Bankers Criticize Plan to Curb Realty Loans
Stung by the implication that they are incapable of safe lending, bankers took issue with a proposal in Congress to reimpose old-time loan-to-value standards for real estate lending.
The proposal to overturn the 1982 deregulation of real estate lending was attached to the Senate banking bill by Sen. Timothy E. Wirth, D-Colo.
It could result in a ban on loans for projects in excess of 80% of value and could impose standards as low as 60% for some loans.
Bankers argue that such restrictions are out of step with a volatile real estate market and point the finger of blame in the wrong direction.
"Value is a moving target," said William S. Fruit, executive vice president of Signet Bank-Virginia, one of several bankers to argue that imposing an 80% loan-to-value standard on real estate deals would be irrelevant to today's problem.
Mr. Fruit laid much of the slide in real estate on unexpected weakness in the economy. He said that what is needed, if anything, is a "better crystal ball."

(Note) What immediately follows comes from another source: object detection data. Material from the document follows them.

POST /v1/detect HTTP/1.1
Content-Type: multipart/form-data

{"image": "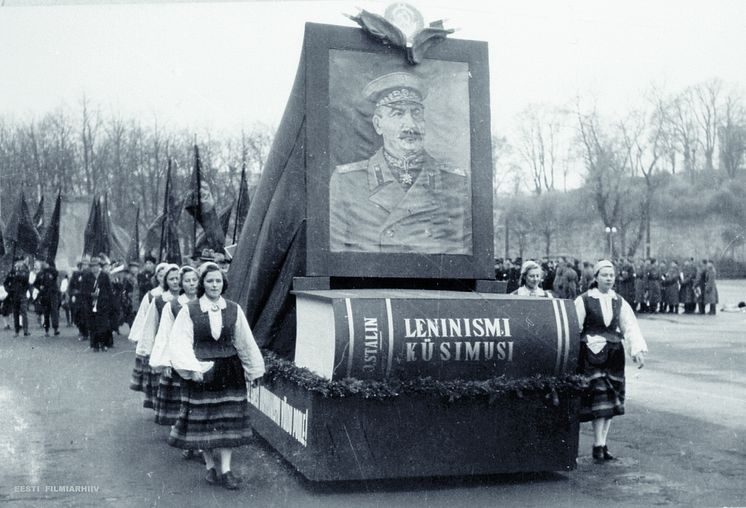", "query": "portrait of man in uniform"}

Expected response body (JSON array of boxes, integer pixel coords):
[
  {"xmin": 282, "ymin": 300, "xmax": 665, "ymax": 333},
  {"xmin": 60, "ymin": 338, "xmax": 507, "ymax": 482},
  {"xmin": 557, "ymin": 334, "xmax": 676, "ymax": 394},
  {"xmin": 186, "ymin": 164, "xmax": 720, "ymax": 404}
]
[{"xmin": 329, "ymin": 62, "xmax": 472, "ymax": 255}]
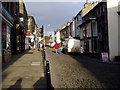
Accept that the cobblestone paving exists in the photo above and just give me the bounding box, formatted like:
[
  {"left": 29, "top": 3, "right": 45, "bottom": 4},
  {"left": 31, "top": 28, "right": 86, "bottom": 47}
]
[
  {"left": 46, "top": 49, "right": 119, "bottom": 88},
  {"left": 2, "top": 50, "right": 46, "bottom": 89}
]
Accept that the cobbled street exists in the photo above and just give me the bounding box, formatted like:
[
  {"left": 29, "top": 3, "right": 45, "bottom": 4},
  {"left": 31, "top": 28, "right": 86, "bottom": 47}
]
[{"left": 46, "top": 48, "right": 120, "bottom": 88}]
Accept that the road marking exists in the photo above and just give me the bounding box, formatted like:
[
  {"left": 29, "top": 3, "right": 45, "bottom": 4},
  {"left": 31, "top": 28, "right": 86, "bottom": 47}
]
[{"left": 31, "top": 62, "right": 40, "bottom": 66}]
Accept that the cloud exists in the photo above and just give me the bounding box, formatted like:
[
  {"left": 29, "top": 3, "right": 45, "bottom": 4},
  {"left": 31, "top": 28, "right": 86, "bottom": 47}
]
[{"left": 25, "top": 2, "right": 84, "bottom": 35}]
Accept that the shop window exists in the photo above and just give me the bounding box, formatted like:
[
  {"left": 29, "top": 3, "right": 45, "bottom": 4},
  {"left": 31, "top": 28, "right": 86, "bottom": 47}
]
[{"left": 6, "top": 26, "right": 11, "bottom": 52}]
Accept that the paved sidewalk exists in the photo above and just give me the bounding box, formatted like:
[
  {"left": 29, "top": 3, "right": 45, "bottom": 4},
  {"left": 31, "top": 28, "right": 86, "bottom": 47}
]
[{"left": 2, "top": 49, "right": 46, "bottom": 89}]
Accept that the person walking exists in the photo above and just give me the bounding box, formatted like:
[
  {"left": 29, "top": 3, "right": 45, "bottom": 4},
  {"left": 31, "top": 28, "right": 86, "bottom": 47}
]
[
  {"left": 59, "top": 43, "right": 63, "bottom": 53},
  {"left": 54, "top": 43, "right": 59, "bottom": 53}
]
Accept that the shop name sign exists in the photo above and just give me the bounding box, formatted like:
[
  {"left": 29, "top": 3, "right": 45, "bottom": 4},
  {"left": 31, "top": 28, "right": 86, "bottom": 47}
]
[
  {"left": 20, "top": 17, "right": 24, "bottom": 22},
  {"left": 102, "top": 52, "right": 109, "bottom": 62}
]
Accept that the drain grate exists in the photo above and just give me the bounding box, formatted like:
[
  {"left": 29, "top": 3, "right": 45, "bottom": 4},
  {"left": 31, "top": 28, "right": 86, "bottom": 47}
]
[{"left": 31, "top": 62, "right": 40, "bottom": 66}]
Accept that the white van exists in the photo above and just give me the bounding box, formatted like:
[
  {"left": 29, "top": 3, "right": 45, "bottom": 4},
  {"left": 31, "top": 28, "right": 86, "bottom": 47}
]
[{"left": 63, "top": 38, "right": 80, "bottom": 53}]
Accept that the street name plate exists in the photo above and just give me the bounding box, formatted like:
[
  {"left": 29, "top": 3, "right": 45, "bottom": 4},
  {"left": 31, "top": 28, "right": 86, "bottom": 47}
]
[{"left": 31, "top": 62, "right": 40, "bottom": 66}]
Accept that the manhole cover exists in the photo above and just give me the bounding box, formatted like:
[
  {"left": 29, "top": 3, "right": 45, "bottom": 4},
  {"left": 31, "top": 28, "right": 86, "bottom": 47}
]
[{"left": 31, "top": 62, "right": 40, "bottom": 66}]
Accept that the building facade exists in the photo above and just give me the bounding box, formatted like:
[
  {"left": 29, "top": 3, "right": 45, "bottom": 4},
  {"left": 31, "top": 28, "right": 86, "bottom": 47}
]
[
  {"left": 107, "top": 0, "right": 120, "bottom": 61},
  {"left": 0, "top": 0, "right": 27, "bottom": 62}
]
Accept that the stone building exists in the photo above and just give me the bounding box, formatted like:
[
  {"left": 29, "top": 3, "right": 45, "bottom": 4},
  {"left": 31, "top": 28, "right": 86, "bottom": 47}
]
[
  {"left": 0, "top": 0, "right": 27, "bottom": 62},
  {"left": 74, "top": 0, "right": 98, "bottom": 39},
  {"left": 60, "top": 22, "right": 71, "bottom": 41}
]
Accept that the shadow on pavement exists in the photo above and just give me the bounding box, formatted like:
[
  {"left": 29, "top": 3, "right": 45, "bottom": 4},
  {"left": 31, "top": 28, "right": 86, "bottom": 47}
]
[
  {"left": 7, "top": 78, "right": 22, "bottom": 90},
  {"left": 70, "top": 55, "right": 120, "bottom": 88}
]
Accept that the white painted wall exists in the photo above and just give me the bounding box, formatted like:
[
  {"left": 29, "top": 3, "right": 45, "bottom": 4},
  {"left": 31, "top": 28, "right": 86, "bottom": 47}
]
[
  {"left": 72, "top": 21, "right": 75, "bottom": 37},
  {"left": 107, "top": 0, "right": 120, "bottom": 60},
  {"left": 118, "top": 1, "right": 120, "bottom": 56}
]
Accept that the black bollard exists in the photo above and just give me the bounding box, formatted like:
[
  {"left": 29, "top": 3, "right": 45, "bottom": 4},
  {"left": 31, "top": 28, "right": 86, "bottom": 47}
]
[{"left": 46, "top": 60, "right": 51, "bottom": 90}]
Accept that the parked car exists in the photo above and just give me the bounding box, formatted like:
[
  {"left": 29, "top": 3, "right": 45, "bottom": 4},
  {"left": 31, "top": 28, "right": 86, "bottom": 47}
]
[{"left": 63, "top": 38, "right": 80, "bottom": 53}]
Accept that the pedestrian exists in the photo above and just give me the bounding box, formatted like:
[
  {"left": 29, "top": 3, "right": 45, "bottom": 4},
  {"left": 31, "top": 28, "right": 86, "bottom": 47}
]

Proponents of the Wirth provision, including some key senators and the chairman of the Federal Deposit Insurance Corp., L. William Seidman, say the loans giving banks trouble now would never have been made under the old standards. But bankers disputed that.
"We can look at these loans in hindsight and say they were 100% loan to value," said Robert J. Eisenberg, president of Broadwater Financial Inc., a bank consulting firm in Boston. But "the same loans in 1986 to 1988 were [judged by regulators to be] successfully collateralized. It was only when the markets started to soften" that the loans appeared to violate the old standards.
"The banks were making a lot of their loans based upon what appraisals said," agreed Kevin J. McCullagh, senior vice president of Mellon Bank Corp. He said banks were the victim of "a bull market for real estate" in which wildly optimistic assumptions prevailed.
The trick, the bankers said, is to look at economic trends, market data, and other criteria in addition to appraised value. "Bankers such as myself are wrestling with it on a daily basis," siad Mr. Fruit.
Mr. Eisenberg asserted that regulators "cut the legs out from under" the industry by tightening credit in response to a softening market. The correct response, he said, would be to pump liquidity into real estate, just as the regulators pumped liquidity into the stock market in response to the crash of 1987.
Some bankers concede a need for Mr. Wirth's restrictions down the road, if not today. Ralph M. Carestio, executive vice president of KeyCorp said he agreed that loan-to-value relationships "got out of whack" in the 1980s. Although reimposing the standards is a "non-event" in today's comatose lending market, it may eventually pay off, he said.
"In five to seven to eight years, there'll be a real estate market again," he said, and restraints on overoptimistic lending will be needed.